En el siglo XVIII se había desarrollado ya una serie de importantes
estudios acerca de hibridación vegetal, entre los que destacaron
los llevados a cabo por Kölreuter, W. Herbert, C. C. Sprengel
y A. Knight, y ya en el siglo XIX, los de Gärtner y Sageret (1825).
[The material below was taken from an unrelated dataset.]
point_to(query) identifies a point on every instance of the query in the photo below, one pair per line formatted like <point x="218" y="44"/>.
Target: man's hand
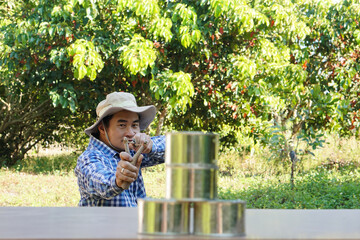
<point x="141" y="138"/>
<point x="126" y="173"/>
La culminación de todos estos trabajos corrió a cargo,
por un lado, de Ch. Naudin (1815-1899) y, por el otro, de Gregor Mendel,
quien llegó más lejos que Naudin.
Las
tres leyes descubiertas por Mendel se enuncian como sigue:
según la primera, cuando se cruzan dos variedades puras
de una misma especie, los descendientes son todos iguales y
pueden parecerse a uno u otro progenitor o a ninguno de ellos;
la segunda afirma que, al cruzar entre sí los híbridos
de la segunda generación, los descendientes se dividen
en cuatro partes, de las cuales una se parece a su abuela,
otra a su abuelo y las dos restantes a sus progenitores; por último,
la tercera ley concluye que, en el caso de que las dos variedades
de partida difieran entre sí en dos o más caracteres,
cada uno de ellos se transmite de acuerdo con la primera ley
con independencia de los demás.
Para
realizar sus trabajos, Mendel no eligió especies, sino
razas autofecundas bien establecidas de la especie Pisum sativum.
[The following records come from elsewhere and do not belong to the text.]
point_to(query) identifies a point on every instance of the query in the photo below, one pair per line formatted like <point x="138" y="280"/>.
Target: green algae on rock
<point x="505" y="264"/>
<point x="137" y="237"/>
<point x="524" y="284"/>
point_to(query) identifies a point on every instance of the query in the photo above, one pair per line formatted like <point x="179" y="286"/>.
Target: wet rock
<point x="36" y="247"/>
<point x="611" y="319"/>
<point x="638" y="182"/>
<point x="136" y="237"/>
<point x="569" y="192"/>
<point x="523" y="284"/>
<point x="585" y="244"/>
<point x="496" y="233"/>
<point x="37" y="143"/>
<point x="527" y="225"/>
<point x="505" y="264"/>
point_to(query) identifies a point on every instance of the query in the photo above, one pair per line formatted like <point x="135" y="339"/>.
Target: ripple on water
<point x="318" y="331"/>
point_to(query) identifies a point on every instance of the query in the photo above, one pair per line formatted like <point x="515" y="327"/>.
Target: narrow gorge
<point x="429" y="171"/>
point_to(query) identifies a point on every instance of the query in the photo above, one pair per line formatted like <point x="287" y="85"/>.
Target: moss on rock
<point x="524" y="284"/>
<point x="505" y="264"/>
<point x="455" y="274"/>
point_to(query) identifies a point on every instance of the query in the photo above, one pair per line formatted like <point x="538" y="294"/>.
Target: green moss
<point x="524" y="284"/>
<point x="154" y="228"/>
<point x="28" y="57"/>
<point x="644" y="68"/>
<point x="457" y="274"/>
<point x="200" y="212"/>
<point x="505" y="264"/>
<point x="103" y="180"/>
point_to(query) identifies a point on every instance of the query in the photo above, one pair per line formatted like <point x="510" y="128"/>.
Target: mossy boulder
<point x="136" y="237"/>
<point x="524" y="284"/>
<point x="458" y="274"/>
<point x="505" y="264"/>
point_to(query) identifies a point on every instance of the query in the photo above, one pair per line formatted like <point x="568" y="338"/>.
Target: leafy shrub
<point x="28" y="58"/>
La primera fase del experimento consistió en la obtención,
mediante cultivos convencionales previos, de líneas
puras constantes y en recoger de manera metódica parte
de las semillas producidas por cada planta. A continuación
cruzó estas estirpes, dos a dos, mediante la técnica
de polinización artificial. De este modo era posible
combinar, de dos en dos, variedades distintas que presentan
diferencias muy precisas entre sí (semillas lisas-semillas
arrugadas; flores blancas-flores coloreadas, etc.).
El
análisis de los resultados obtenidos permitió a
Mendel concluir que mediante el cruzamiento de razas que difieren
al menos en dos caracteres, pueden crearse nuevas razas estables
(combinaciones nuevas homocigóticas). Pese a que remitió sus
trabajos con guisantes a la máxima autoridad de su época
en temas de biología, W. von Nägeli, sus investigaciones
no obtuvieron el reconocimiento hasta el redescubrimiento de
las leyes de la herencia por parte de H. de Vries, C. E. Correns
y E. Tschernack von Seysenegg, quienes, con más de treinta
años de retraso, y después de haber revisado
la mayor parte de la literatura existente sobre el particular,
atribuyeron a Johan G. Mendel la prioridad del descubrimiento.